In FIB, a finely focused beam of ions (usually gallium) can be operated at low beam currents for imaging or at high beam currents to directly affect the surface of a sample, i.e. for site specific sputtering or milling.
A FIB becomes a powerful tool when it is combined with an SEM, where a dual electron beam intersects the ion beam at a 55° just above the sample surface, enabling simultaneous SEM imaging of the surface milled by FIB. Such a configuration in dual beam systems ensures high level of precision in all FIB milling tasks (micro/nanomachining/nanopatterning).
A FIB-SEM can also be used to deposit material via ion/electron beam induced deposition by scanning an area with the beam, when a gas precursor is introduced to the vacuum chamber by using Gas Injection System (GIS).
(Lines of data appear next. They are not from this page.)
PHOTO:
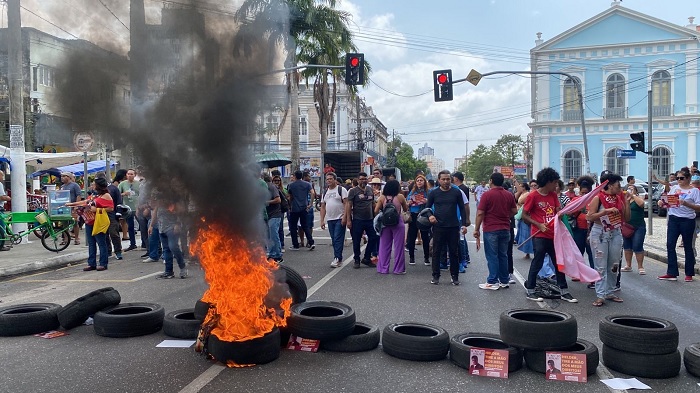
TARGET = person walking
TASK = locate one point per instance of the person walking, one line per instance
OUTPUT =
(392, 237)
(333, 214)
(445, 202)
(539, 210)
(681, 223)
(606, 208)
(495, 209)
(417, 198)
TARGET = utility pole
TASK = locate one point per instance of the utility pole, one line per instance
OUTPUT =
(15, 81)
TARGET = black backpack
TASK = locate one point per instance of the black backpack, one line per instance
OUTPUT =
(390, 216)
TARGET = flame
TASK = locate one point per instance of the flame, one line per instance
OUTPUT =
(240, 278)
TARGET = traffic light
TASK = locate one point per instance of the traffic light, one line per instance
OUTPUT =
(442, 85)
(638, 138)
(355, 69)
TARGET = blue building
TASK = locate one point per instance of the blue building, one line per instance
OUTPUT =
(617, 56)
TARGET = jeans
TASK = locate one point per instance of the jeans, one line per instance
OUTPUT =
(359, 226)
(543, 247)
(496, 252)
(171, 248)
(337, 232)
(274, 249)
(294, 218)
(685, 228)
(99, 240)
(445, 238)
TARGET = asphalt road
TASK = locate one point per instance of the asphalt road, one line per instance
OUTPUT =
(85, 362)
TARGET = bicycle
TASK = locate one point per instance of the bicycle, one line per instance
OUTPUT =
(54, 235)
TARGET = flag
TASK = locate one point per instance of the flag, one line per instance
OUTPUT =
(569, 259)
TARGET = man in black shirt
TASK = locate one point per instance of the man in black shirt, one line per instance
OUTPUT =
(445, 202)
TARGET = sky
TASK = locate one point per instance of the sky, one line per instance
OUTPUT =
(404, 41)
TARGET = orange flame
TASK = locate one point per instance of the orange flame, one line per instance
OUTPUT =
(240, 278)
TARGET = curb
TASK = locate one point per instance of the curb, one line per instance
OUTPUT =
(56, 261)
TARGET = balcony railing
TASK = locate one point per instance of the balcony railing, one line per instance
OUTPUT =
(662, 110)
(571, 114)
(615, 113)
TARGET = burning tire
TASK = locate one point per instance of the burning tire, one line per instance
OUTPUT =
(30, 318)
(461, 345)
(77, 311)
(536, 362)
(364, 337)
(181, 324)
(666, 365)
(639, 334)
(129, 320)
(297, 285)
(259, 350)
(415, 341)
(538, 329)
(321, 320)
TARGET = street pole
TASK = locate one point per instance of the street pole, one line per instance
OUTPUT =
(650, 164)
(15, 81)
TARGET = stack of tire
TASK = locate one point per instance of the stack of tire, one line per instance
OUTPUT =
(540, 331)
(640, 346)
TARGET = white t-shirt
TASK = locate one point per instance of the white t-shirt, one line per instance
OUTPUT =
(692, 194)
(334, 199)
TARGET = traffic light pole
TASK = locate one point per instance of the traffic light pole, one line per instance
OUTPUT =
(577, 83)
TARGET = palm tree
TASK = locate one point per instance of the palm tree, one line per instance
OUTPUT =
(293, 24)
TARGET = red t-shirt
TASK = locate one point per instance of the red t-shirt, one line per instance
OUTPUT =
(542, 208)
(497, 205)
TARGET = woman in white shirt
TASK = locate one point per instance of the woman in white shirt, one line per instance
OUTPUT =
(681, 222)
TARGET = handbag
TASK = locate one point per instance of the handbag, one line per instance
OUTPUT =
(101, 224)
(627, 230)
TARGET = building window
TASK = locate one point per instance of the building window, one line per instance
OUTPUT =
(661, 161)
(615, 97)
(613, 163)
(661, 94)
(573, 162)
(572, 109)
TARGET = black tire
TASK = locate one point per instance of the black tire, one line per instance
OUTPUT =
(76, 312)
(538, 329)
(461, 345)
(60, 243)
(181, 324)
(691, 359)
(666, 365)
(415, 341)
(639, 334)
(29, 318)
(260, 350)
(536, 360)
(364, 337)
(297, 285)
(321, 320)
(129, 320)
(200, 310)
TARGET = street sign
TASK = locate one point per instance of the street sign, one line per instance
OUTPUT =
(626, 153)
(474, 77)
(83, 141)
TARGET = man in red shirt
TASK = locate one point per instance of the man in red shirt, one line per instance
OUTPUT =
(540, 211)
(495, 209)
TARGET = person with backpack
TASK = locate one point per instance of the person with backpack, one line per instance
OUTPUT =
(391, 204)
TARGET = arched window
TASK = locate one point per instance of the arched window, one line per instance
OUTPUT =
(661, 94)
(572, 110)
(613, 163)
(573, 161)
(661, 161)
(615, 96)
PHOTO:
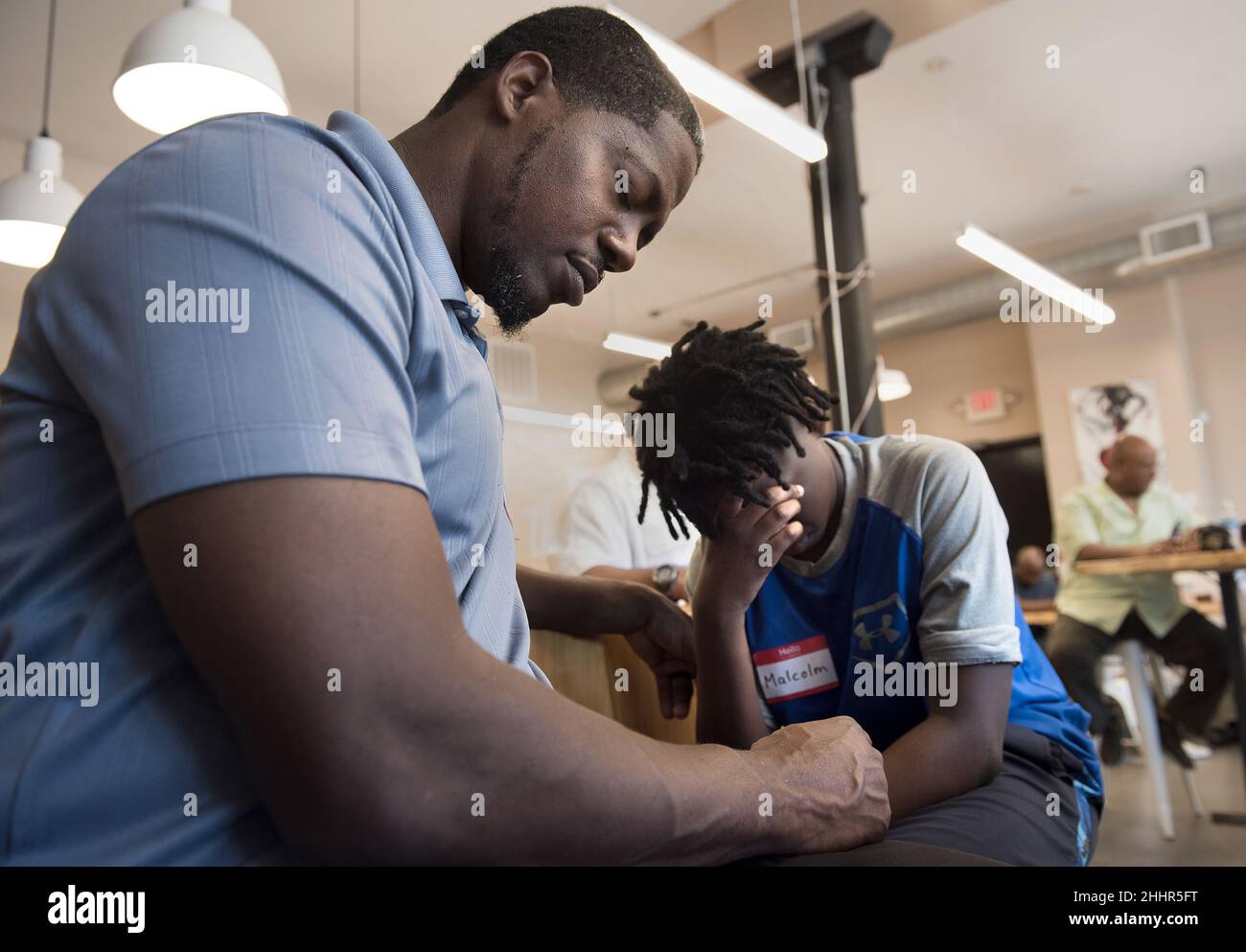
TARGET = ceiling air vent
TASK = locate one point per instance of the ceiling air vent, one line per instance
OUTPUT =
(797, 336)
(1175, 238)
(515, 369)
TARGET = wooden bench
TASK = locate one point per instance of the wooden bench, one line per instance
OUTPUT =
(587, 669)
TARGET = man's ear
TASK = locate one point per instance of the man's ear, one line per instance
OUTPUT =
(527, 75)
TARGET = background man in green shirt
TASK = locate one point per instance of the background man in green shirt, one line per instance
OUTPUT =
(1125, 515)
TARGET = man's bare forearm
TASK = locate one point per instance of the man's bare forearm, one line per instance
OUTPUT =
(556, 784)
(933, 763)
(727, 709)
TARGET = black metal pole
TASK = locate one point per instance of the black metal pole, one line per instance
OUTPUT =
(847, 228)
(835, 57)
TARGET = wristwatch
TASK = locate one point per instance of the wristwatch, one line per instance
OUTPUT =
(664, 577)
Almost any shape can be deposited, either using the shapes and text provided by the software or importing an image.
GIS provides precursor reactive gas sources to deposit material, to reduce charging effect from both electron and ion beams, to assist in enhanced etching and to protect the sample and reduce curtaining effects on the cross-section during ion beam milling.
The method has been widely adopted in the fields of semiconductor and electronic development, materials science, biology, neuroscience, and more.